Şiiri okuyun, anlamını ve şâirini söyleyin: "Kâse-yi deryûzeye tebdîl olur câm-ı murâd / Biz bu bezmin Nâbiyâ çok bâdehârın görmüşüz." Şâirin Nâbi olduğunu içinde geçen 'Nâbiyâ' sözcüğünden sökmüşsünüzdür, ama ya anlamı? Şimdiki edebiyat kitaplarından 'eski şiirimiz' çıkartıldığı için, bu beyitle ömür boyu karşılaşmamanız ihtimali bile bulunuyor.

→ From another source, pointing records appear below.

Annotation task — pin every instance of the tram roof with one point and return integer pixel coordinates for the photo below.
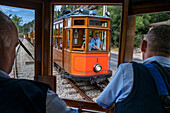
(79, 15)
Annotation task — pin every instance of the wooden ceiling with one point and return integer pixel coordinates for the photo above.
(135, 6)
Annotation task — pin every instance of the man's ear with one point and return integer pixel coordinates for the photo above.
(144, 45)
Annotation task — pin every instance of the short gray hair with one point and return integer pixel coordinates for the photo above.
(6, 28)
(158, 40)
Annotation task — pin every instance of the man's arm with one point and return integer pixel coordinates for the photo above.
(119, 87)
(54, 104)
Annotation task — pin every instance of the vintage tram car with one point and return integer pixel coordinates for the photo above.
(72, 48)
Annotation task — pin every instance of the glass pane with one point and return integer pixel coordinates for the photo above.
(98, 23)
(68, 39)
(61, 29)
(60, 43)
(69, 22)
(97, 40)
(78, 38)
(78, 22)
(56, 29)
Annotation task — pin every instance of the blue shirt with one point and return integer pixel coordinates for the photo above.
(97, 40)
(53, 103)
(122, 82)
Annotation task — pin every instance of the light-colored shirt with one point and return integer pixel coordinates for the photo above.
(122, 82)
(97, 40)
(91, 44)
(53, 103)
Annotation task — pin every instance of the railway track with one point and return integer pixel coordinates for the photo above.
(88, 90)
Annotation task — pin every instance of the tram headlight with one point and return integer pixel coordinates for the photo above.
(97, 68)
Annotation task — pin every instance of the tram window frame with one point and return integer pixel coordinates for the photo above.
(55, 38)
(94, 19)
(78, 46)
(58, 35)
(67, 47)
(93, 35)
(79, 18)
(60, 28)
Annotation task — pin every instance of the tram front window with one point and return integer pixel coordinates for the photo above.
(97, 40)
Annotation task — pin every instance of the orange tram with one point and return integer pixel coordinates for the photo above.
(81, 44)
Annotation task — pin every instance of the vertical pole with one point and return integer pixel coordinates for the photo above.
(127, 34)
(38, 40)
(45, 43)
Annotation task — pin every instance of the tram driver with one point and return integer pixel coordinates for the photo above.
(19, 95)
(132, 88)
(96, 40)
(91, 45)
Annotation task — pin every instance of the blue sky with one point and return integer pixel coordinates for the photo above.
(27, 15)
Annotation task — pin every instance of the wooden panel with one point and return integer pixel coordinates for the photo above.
(57, 57)
(86, 2)
(83, 104)
(67, 61)
(149, 8)
(123, 31)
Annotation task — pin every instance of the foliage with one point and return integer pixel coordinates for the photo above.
(17, 20)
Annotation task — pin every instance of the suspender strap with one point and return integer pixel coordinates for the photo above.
(160, 84)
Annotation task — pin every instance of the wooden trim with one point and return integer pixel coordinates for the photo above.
(130, 37)
(63, 43)
(71, 39)
(78, 49)
(38, 41)
(46, 41)
(86, 39)
(149, 8)
(123, 31)
(51, 35)
(87, 2)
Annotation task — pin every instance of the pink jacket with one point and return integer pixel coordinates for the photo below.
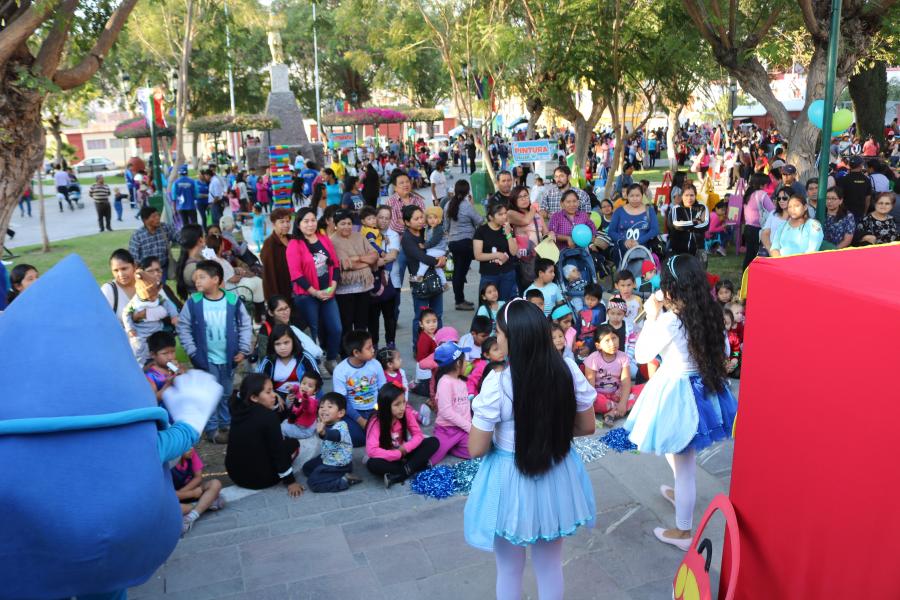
(373, 433)
(475, 376)
(300, 263)
(453, 404)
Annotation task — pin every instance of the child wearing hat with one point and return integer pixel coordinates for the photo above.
(451, 428)
(435, 241)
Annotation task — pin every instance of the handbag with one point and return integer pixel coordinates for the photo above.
(428, 286)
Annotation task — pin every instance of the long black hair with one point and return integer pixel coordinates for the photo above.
(543, 391)
(252, 385)
(460, 192)
(386, 396)
(190, 235)
(298, 216)
(684, 283)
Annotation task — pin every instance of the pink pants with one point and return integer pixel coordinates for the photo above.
(603, 404)
(452, 440)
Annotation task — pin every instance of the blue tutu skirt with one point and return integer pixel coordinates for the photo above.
(523, 509)
(676, 412)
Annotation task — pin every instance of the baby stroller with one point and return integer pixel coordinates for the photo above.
(581, 259)
(632, 260)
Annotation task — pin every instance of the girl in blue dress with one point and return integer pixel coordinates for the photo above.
(531, 488)
(687, 405)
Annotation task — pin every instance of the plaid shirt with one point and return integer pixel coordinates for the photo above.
(144, 244)
(396, 205)
(560, 224)
(551, 200)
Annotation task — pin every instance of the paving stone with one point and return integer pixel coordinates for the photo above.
(274, 592)
(353, 584)
(292, 557)
(154, 586)
(208, 591)
(400, 562)
(608, 490)
(449, 551)
(476, 581)
(203, 568)
(392, 529)
(586, 579)
(653, 590)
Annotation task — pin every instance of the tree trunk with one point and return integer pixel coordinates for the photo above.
(22, 144)
(181, 93)
(535, 110)
(674, 112)
(582, 145)
(617, 111)
(868, 89)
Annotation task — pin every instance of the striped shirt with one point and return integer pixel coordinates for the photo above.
(100, 192)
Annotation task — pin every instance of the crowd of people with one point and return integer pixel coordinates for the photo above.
(622, 312)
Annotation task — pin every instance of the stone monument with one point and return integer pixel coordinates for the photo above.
(283, 105)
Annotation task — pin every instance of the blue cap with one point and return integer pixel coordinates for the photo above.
(447, 353)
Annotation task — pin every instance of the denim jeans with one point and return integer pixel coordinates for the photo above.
(221, 417)
(505, 282)
(398, 272)
(436, 304)
(324, 322)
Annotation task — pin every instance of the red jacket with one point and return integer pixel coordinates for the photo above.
(301, 264)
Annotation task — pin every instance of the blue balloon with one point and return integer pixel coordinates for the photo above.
(582, 235)
(816, 112)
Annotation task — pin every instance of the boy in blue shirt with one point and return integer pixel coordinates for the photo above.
(332, 470)
(358, 379)
(545, 271)
(215, 330)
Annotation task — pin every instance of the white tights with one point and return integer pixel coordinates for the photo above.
(546, 558)
(684, 466)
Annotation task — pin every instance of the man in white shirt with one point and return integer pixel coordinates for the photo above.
(216, 195)
(880, 182)
(438, 183)
(61, 180)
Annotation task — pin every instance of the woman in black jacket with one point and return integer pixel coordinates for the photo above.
(258, 456)
(687, 225)
(413, 245)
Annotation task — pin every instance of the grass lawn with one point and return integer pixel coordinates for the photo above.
(93, 249)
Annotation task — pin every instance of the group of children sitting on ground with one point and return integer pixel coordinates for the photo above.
(280, 418)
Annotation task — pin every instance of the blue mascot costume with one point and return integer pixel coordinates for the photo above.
(87, 507)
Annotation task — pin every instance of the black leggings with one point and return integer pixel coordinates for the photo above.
(751, 242)
(383, 310)
(414, 462)
(463, 255)
(354, 309)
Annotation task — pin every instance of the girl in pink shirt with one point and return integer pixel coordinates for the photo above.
(451, 428)
(395, 445)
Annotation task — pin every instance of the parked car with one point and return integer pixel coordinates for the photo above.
(93, 165)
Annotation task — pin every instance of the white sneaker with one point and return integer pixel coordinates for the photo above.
(425, 414)
(682, 544)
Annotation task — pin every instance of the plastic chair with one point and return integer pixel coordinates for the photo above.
(692, 578)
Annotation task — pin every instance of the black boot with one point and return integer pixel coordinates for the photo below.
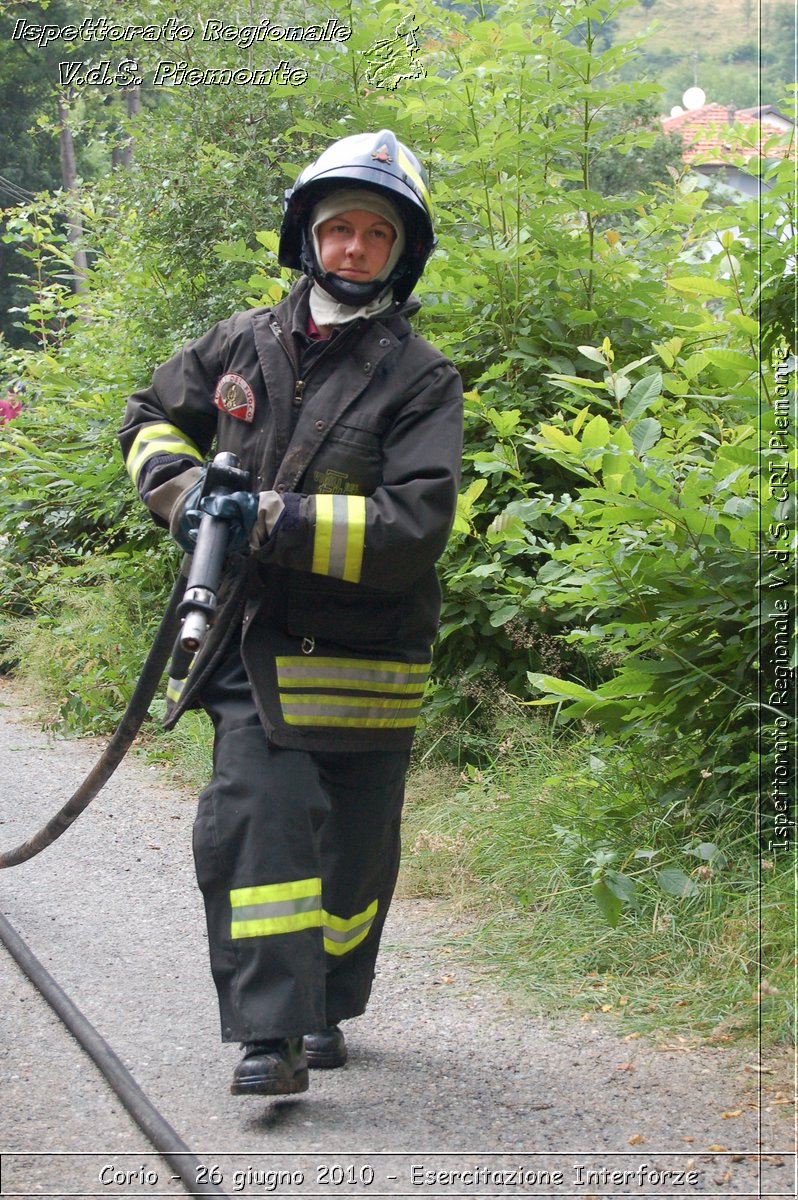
(325, 1048)
(271, 1068)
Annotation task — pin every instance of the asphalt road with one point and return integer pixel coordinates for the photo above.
(449, 1090)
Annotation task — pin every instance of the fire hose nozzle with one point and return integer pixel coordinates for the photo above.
(198, 606)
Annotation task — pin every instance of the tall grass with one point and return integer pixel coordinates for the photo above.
(519, 845)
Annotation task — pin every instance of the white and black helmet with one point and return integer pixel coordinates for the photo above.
(372, 161)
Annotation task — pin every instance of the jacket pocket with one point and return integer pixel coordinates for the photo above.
(343, 615)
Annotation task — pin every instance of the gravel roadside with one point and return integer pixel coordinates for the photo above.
(449, 1090)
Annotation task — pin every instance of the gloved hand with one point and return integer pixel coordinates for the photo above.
(185, 516)
(240, 510)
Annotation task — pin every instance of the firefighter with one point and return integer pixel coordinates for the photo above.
(313, 672)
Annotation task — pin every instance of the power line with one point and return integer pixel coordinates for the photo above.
(15, 190)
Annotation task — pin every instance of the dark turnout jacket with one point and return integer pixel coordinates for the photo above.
(361, 437)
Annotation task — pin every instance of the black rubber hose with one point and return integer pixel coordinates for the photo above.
(120, 741)
(156, 1128)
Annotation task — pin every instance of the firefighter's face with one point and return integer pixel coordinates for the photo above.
(355, 244)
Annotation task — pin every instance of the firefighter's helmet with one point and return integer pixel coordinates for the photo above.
(373, 161)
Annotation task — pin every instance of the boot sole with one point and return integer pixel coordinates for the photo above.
(270, 1086)
(324, 1061)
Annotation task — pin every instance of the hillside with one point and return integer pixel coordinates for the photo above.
(741, 52)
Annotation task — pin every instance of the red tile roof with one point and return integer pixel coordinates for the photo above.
(713, 135)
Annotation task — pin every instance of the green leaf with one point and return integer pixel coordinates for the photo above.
(676, 882)
(708, 852)
(732, 360)
(597, 432)
(646, 433)
(700, 286)
(504, 423)
(622, 886)
(641, 396)
(593, 354)
(503, 615)
(610, 905)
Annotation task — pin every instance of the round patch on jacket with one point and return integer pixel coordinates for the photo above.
(234, 395)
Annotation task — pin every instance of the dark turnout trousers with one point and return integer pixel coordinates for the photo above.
(297, 856)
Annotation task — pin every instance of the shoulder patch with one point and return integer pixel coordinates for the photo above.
(234, 395)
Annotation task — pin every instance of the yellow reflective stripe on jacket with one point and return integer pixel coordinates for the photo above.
(276, 909)
(354, 693)
(340, 537)
(342, 934)
(157, 438)
(352, 673)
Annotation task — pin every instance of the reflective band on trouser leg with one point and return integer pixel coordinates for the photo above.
(354, 693)
(157, 438)
(340, 537)
(343, 934)
(276, 909)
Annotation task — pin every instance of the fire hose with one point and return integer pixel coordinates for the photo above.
(185, 623)
(189, 616)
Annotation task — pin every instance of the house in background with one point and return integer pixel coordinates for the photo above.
(713, 144)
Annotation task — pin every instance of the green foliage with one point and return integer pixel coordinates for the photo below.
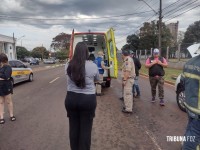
(22, 52)
(148, 38)
(61, 42)
(192, 34)
(40, 52)
(61, 55)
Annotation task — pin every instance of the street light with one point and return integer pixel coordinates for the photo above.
(149, 6)
(160, 22)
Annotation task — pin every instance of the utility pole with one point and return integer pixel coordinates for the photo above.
(160, 28)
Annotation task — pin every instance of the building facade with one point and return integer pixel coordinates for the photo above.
(7, 46)
(173, 27)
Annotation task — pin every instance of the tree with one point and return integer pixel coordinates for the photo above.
(180, 37)
(149, 36)
(192, 33)
(61, 42)
(22, 52)
(191, 36)
(61, 55)
(40, 52)
(132, 42)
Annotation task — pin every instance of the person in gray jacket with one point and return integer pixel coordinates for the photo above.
(80, 101)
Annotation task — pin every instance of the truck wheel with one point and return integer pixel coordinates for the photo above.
(30, 77)
(107, 84)
(180, 98)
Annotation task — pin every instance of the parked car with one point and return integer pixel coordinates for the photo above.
(179, 85)
(20, 72)
(49, 61)
(34, 61)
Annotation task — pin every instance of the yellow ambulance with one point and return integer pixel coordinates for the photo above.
(99, 41)
(20, 72)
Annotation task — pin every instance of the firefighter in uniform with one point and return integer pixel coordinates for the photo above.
(191, 79)
(128, 74)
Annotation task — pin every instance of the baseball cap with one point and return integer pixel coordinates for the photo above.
(156, 51)
(130, 51)
(125, 52)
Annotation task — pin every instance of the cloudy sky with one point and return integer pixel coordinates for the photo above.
(35, 22)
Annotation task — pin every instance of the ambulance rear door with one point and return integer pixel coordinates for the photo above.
(112, 53)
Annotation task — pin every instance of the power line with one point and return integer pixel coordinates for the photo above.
(105, 17)
(171, 4)
(135, 30)
(179, 8)
(183, 12)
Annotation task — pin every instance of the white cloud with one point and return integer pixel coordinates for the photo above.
(10, 5)
(51, 1)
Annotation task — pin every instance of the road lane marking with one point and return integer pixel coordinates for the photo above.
(152, 137)
(54, 80)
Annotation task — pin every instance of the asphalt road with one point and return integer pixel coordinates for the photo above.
(42, 123)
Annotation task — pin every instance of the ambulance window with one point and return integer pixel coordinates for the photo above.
(19, 64)
(111, 49)
(12, 64)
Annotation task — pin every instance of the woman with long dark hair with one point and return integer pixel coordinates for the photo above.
(6, 88)
(80, 101)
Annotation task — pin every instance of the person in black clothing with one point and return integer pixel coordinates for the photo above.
(80, 101)
(137, 63)
(6, 88)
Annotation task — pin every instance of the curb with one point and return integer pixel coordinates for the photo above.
(166, 81)
(47, 67)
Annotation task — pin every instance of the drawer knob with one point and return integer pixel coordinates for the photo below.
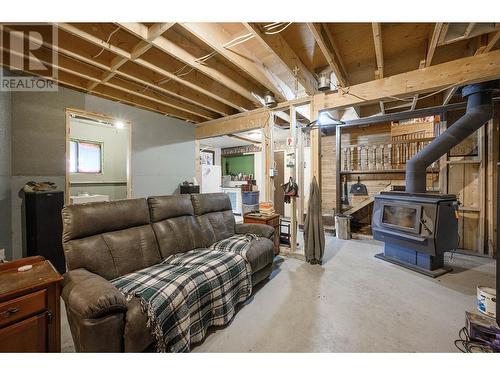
(10, 311)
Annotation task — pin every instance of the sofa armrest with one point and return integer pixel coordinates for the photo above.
(261, 230)
(91, 296)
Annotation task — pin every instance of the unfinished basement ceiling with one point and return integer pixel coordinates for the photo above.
(203, 71)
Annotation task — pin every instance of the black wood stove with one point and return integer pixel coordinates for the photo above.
(419, 227)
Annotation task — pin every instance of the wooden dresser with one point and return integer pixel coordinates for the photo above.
(272, 220)
(30, 307)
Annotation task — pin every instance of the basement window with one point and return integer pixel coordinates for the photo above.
(85, 156)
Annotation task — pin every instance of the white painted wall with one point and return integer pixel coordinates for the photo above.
(113, 179)
(5, 174)
(163, 148)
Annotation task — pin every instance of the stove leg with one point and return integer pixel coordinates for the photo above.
(430, 265)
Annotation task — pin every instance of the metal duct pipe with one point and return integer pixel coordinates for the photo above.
(479, 111)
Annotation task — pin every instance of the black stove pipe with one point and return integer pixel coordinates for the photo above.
(479, 111)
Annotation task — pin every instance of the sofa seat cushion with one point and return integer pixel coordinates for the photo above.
(137, 336)
(259, 253)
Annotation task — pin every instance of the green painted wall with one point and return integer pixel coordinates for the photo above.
(238, 164)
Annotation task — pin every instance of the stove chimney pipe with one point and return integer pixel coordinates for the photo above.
(479, 111)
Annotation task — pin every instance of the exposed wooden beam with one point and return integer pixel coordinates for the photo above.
(379, 53)
(235, 124)
(468, 29)
(95, 76)
(214, 36)
(158, 29)
(123, 90)
(492, 42)
(325, 44)
(174, 89)
(227, 98)
(443, 33)
(467, 70)
(381, 104)
(244, 139)
(473, 69)
(165, 45)
(415, 97)
(278, 46)
(448, 94)
(433, 43)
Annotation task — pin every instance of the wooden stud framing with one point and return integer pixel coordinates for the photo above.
(280, 48)
(328, 49)
(433, 43)
(379, 53)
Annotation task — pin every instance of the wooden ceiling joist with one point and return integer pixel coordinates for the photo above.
(448, 94)
(228, 98)
(467, 70)
(462, 71)
(95, 77)
(328, 48)
(79, 82)
(279, 47)
(433, 43)
(123, 92)
(232, 82)
(214, 36)
(244, 139)
(172, 88)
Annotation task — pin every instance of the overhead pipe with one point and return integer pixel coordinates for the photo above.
(479, 111)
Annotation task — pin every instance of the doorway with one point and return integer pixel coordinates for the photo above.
(98, 156)
(279, 180)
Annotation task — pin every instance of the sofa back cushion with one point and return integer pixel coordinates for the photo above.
(215, 216)
(176, 228)
(109, 238)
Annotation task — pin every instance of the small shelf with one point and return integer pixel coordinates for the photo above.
(381, 171)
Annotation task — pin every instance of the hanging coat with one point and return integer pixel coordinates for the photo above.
(314, 234)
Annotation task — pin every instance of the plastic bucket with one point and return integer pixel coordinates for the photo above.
(343, 226)
(486, 300)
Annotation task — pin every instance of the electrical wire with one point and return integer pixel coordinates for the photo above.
(466, 345)
(107, 42)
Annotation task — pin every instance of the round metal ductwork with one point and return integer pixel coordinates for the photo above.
(270, 100)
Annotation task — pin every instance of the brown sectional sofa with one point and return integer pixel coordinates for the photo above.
(106, 240)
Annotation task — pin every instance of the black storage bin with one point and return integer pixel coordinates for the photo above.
(42, 210)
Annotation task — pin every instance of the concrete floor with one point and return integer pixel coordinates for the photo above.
(352, 303)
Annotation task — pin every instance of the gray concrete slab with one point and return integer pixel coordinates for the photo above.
(352, 303)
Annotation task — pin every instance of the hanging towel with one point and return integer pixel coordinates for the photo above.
(314, 234)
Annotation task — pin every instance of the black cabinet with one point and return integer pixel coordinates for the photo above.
(43, 220)
(189, 189)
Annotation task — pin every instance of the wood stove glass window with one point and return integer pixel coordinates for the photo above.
(404, 217)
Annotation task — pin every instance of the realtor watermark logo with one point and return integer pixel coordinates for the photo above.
(29, 57)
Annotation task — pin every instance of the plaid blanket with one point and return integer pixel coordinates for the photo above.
(238, 243)
(187, 293)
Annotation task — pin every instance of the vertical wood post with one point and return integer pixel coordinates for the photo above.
(338, 182)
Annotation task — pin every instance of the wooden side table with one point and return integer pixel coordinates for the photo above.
(272, 220)
(30, 318)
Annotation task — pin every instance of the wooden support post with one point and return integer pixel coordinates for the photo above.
(491, 181)
(293, 174)
(267, 159)
(299, 150)
(197, 163)
(338, 183)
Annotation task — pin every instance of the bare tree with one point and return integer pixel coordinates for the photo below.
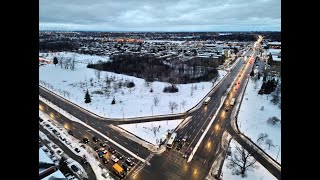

Oysa, günümüz Türkçe'sini iyi kullanabilmek için bile divan şiirimizden 'behredâr' olmak gerekiyor. Bunun için yardımcıya ihtiyaç duyacağınızı biliyorum. Sözlüklere baktığınızda karşınıza çıkan düz anlamla sökemediğiniz şiirler için vazgeçilmez kaynaktır Prof. İskender Pala'nın "Ansiklopedik Divan Şiiri Sözlüğü". Prof. Pala'nın bütün eserlerini basmaya başlayan 'Leyla ile Mecnun Yayıncılık' (Tel.: 212- 665-8780; faks: 212- 665-2755), Sözlük'ü albenili bir baskıyla çıkardı.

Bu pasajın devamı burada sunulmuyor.